Lula defende que a rejeição anterior do nome de Messias pelo Congresso não teve a ver com a capacidade técnica do advogado, mas sim com um jogo político. “Um dos melhores advogados do país”, como ele o descreveu, Messias, segundo o presidente, não carrega nenhum ônus jurídico ou histórico que possa manchar sua eventual atuação na Corte.

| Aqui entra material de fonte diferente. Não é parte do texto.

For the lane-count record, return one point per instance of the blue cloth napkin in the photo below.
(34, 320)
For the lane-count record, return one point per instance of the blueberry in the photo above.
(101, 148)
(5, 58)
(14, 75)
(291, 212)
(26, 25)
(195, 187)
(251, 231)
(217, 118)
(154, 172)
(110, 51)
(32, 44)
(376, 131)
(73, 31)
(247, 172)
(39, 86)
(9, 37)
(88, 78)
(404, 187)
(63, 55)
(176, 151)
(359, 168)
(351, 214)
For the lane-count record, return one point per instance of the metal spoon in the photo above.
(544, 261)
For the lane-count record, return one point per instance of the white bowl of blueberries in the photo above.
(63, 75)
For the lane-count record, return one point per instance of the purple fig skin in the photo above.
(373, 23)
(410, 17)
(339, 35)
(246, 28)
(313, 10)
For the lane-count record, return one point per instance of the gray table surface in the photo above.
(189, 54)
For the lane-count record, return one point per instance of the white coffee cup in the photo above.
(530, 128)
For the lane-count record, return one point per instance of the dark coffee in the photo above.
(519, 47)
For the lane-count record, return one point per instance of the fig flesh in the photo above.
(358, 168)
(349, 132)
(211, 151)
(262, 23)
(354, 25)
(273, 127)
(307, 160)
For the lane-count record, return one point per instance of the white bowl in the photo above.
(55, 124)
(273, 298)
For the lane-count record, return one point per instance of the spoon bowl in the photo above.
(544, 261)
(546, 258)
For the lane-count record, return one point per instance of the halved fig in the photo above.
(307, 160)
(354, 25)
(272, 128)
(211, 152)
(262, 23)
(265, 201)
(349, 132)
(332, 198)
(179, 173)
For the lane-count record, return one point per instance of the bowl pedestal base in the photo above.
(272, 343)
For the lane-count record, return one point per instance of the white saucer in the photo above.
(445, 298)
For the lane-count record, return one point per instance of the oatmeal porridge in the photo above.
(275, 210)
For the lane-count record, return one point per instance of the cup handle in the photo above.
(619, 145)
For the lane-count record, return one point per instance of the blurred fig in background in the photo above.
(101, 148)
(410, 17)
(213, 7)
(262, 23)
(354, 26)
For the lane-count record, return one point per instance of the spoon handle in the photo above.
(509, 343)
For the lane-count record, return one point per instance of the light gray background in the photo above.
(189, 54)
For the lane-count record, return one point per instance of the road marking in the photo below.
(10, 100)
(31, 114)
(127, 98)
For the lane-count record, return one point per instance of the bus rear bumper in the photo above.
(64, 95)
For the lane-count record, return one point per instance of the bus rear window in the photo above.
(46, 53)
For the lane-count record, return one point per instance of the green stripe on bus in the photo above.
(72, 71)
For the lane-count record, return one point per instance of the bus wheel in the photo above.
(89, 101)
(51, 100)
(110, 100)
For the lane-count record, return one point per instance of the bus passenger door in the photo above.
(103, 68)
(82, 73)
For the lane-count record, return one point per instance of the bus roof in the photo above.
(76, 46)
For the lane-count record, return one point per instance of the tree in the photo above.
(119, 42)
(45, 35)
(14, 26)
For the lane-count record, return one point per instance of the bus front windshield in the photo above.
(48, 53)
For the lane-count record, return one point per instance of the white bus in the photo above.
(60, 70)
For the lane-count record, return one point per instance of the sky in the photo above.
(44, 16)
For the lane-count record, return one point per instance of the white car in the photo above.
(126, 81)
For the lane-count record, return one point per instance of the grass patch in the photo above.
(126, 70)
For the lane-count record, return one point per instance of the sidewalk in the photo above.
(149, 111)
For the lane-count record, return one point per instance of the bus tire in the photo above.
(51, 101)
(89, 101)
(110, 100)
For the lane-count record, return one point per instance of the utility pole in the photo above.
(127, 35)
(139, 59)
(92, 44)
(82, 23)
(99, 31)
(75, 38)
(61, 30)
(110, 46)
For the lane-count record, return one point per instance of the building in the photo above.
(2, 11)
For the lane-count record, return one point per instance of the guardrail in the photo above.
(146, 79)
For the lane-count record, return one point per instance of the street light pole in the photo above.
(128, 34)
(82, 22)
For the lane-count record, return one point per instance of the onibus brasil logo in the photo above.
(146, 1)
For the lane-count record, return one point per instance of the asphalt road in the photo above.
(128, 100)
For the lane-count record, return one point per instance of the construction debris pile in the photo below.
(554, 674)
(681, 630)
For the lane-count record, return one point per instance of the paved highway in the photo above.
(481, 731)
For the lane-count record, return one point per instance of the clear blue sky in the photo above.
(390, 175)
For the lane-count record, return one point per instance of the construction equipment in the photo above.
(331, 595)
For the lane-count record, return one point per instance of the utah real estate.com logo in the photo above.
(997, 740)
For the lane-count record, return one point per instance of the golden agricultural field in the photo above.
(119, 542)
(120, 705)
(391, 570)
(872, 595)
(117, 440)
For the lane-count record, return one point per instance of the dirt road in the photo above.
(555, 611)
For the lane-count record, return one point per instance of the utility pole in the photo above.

O episódio em que o Senado barrou a indicação, algo que não acontecia há mais de 130 anos, foi visto por Lula como uma decisão sem base técnica. Para ele, embora o Senado tenha sim a prerrogativa de vetar indicações, essa decisão deveria vir acompanhada de critérios objetivos e de competência. “Sou eu que indico”, argumentou, “O Senado pode derrotar alguém se ele não tiver competência jurídica. O que não pode é simplesmente derrotar por derrotar”.
E com essa convicção, o recado foi claro: “Portanto, eu vou indicar o Messias outra vez.”
A agenda em Sergipe serviu também para Lula discorrer sobre sua visão a respeito da relação com o Congresso Nacional. Para ele, o diálogo político transcende posições ideológicas. Em um cenário ideal, ele declarou que busca o apoio de “amigos, dos meio-amigos e até dos inimigos” quando os projetos em pauta servem ao interesse nacional. Essa estratégia, argumenta, é fundamental para a aprovação de pautas importantes para o país.
A histórica rejeição da indicação de Messias ocorreu com 42 votos contrários e 34 favoráveis. Para sua aprovação, eram necessários 41 votos favoráveis dos 81 senadores.